"Jadi, kapan kau akan pindah ke rumah itu? "
Sasori sudah duduk manis dengan pakaian rapi di meja makan ketika melontarkan pertanyaan tersebut. Ada beberapa makanan yang sudah tersaji di sana. Tentu saja itu buatannya sendiri. Selain parasnya yang tampan, Sasori adalah sosok suami idaman bagi ratusan kaum hawa—sayangnya Sakura bukan termasuk golongan tersebut.
Selain tampan dan pandai memasak, Sasori juga memiliki banyak kelebihan lain dalam dirinya. Terkadang, Sakura berpikir kebaikan apa yang pernah Sasori lakukan di masa lalu hingga memiliki banyak kelebihan seperti itu? Apakah penyelamat Negara? Sialan! Ia sedikit iri dengan hal tersebut.
"Kenapa kau masak sebanyak ini?" Sakura memilih bertanya hal lain daripada menjawab pertanyaan yang Sasori lontarkan padanya. Ia ikut mendudukkan diri di sebrang meja. Ada raut geli yang ditampilkan wajahnya ketika menatap Sasori yang tampak sebal. "Kita hanya tinggal berdua saja," tambahnya dengan kekehan.
Sasori mendengus. "Ini untuk merayakan kepergianmu dari rumah ini." Sebisa mungkin menahan tangannya agar tak melemparkan garpu yang tengah ia pegang pada wajah menyebalkan Sakura.
"Sialan!" umpat Sakura. Mulai memasukan satu tempura udang ke dalam mulutnya. Perpaduan gurih dan renyah dari tepung, serta tekstur lembut dari udang yang di masak dengan tingkat kematangan pas langsung memanjakan lidah Sakura. Ia bahkan hampir berdecak kagum atas mahakarya yang Sasori buat.
Masih ada beberapa makanan lain yang rasanya sama sekali tak mengecewakan lidah Sakura. Menurutnya, Sasori lebih pantas menjadi seorang chef berpenampilan panas ketimbang seorang pengusaha. Sakura yakin, Sasori akan sering wara-wiri di berbagai stasiun televisi serta memiliki banyak penggemar jika lelaki itu memutuskan beralih profesi.
Mereka berdua makan dengan tenang, tak ada percakapan yang terjadi selama hampir setengah jam lamanya. Namun sesekali, Sasori mencuri pandang ke arah Sakura yang kini tengah mengelap mulutnya dengan tisu pertanda gadis itu menyudahi acara sarapannya.

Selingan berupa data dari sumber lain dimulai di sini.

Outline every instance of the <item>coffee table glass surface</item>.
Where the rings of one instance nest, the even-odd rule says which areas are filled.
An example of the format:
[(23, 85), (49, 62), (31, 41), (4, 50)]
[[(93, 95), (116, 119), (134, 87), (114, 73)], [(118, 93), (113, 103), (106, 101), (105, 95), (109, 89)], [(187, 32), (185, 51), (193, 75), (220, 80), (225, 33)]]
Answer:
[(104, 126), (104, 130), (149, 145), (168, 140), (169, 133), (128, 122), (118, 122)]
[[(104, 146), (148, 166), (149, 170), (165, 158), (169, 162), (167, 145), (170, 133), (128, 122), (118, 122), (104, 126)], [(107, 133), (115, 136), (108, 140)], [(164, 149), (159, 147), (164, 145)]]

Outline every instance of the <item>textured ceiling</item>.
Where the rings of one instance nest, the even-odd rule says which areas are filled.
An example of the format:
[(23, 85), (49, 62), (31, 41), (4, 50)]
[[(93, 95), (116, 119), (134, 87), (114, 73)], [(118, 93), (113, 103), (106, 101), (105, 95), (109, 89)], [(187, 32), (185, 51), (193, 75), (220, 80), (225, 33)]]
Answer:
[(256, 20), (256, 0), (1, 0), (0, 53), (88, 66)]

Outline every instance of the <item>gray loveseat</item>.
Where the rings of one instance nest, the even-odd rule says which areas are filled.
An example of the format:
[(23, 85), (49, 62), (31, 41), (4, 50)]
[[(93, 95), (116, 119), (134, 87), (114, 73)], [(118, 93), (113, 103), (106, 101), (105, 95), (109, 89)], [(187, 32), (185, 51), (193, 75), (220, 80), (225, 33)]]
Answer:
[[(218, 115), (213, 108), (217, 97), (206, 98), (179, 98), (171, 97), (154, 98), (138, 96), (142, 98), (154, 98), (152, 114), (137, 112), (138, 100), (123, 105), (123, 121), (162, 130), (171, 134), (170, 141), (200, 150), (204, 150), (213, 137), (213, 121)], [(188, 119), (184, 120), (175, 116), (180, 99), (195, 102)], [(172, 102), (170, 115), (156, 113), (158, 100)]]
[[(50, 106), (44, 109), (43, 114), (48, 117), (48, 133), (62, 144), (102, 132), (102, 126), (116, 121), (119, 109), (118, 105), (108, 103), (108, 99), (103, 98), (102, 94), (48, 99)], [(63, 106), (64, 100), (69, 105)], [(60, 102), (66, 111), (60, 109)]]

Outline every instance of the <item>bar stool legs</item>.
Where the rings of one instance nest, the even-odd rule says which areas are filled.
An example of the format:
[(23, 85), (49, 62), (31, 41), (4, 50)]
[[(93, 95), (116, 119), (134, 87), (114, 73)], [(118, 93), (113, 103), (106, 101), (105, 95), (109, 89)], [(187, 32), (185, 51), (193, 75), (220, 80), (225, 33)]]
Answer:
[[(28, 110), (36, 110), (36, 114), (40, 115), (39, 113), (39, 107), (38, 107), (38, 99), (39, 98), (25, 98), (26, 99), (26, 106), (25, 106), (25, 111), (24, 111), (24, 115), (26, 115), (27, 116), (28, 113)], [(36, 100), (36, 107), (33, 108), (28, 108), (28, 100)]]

"Bagaimana? Apakah masakanku enak?"
"Tidak," jawab Sakura yakin. Namun ekspresi wajahnya menyiratkan hal lain. Dan hal tersebut sudah cukup membuat Sasori menampilkan senyum tipisnya.
"Terimakasih atas pujiannya, Nona. Aku merasa tersanjung."

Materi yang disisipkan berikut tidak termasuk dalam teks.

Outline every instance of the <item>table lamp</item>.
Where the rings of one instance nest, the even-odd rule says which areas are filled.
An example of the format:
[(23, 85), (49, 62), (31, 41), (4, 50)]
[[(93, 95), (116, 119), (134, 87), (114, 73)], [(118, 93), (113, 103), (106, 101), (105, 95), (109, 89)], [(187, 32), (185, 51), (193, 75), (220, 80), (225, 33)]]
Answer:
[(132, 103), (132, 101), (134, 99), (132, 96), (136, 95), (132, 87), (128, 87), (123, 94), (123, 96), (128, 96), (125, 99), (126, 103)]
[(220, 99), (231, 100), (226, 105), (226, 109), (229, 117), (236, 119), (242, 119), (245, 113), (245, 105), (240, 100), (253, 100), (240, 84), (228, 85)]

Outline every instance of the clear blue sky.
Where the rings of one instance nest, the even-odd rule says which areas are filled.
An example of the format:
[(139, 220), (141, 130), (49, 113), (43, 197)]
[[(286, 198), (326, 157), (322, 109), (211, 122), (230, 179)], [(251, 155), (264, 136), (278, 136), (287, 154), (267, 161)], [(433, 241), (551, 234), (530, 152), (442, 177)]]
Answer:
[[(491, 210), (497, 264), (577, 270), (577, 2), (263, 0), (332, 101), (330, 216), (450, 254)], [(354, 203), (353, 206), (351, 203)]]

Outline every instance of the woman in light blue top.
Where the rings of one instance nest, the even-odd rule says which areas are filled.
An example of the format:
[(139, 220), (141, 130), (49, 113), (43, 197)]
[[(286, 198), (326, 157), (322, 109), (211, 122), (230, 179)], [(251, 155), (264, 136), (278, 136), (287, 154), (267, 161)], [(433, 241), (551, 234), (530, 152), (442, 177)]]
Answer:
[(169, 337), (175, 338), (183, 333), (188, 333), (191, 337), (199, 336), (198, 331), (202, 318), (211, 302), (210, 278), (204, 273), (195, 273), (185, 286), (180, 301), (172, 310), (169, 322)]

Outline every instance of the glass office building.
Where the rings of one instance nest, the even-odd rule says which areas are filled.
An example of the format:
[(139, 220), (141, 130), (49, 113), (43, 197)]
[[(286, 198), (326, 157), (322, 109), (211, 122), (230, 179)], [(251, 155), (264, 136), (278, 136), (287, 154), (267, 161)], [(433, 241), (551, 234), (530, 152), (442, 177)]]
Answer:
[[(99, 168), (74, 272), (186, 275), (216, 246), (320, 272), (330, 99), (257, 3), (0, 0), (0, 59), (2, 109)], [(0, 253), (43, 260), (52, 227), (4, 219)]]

Sakura memutar bola matanya. "Dasar bajingan gila."
"Hei! Berhenti mengumpatiku, sialan!"
"Kenapa?"
"Kenapa?" ulang Sasori tak percaya. "Kau bilang kenapa?"
Satu seringai menyebalkan terbit di bibir Sakura. "Ya, kenapa," katanya enteng. "Beri aku sebuah alasan kenapa aku tak boleh mengumpat padamu."
Demi Tuhan! Sakura si manusia paling menyebalkan di Alam semesta kembali berulah.
"Alasan? Baiklah, kali ini aku akan memberimu sebuah alasan." Kali ini giliran Sasori yang menyeringai. "Alasan yang tak mungkin bisa kau bantah sedikitpun."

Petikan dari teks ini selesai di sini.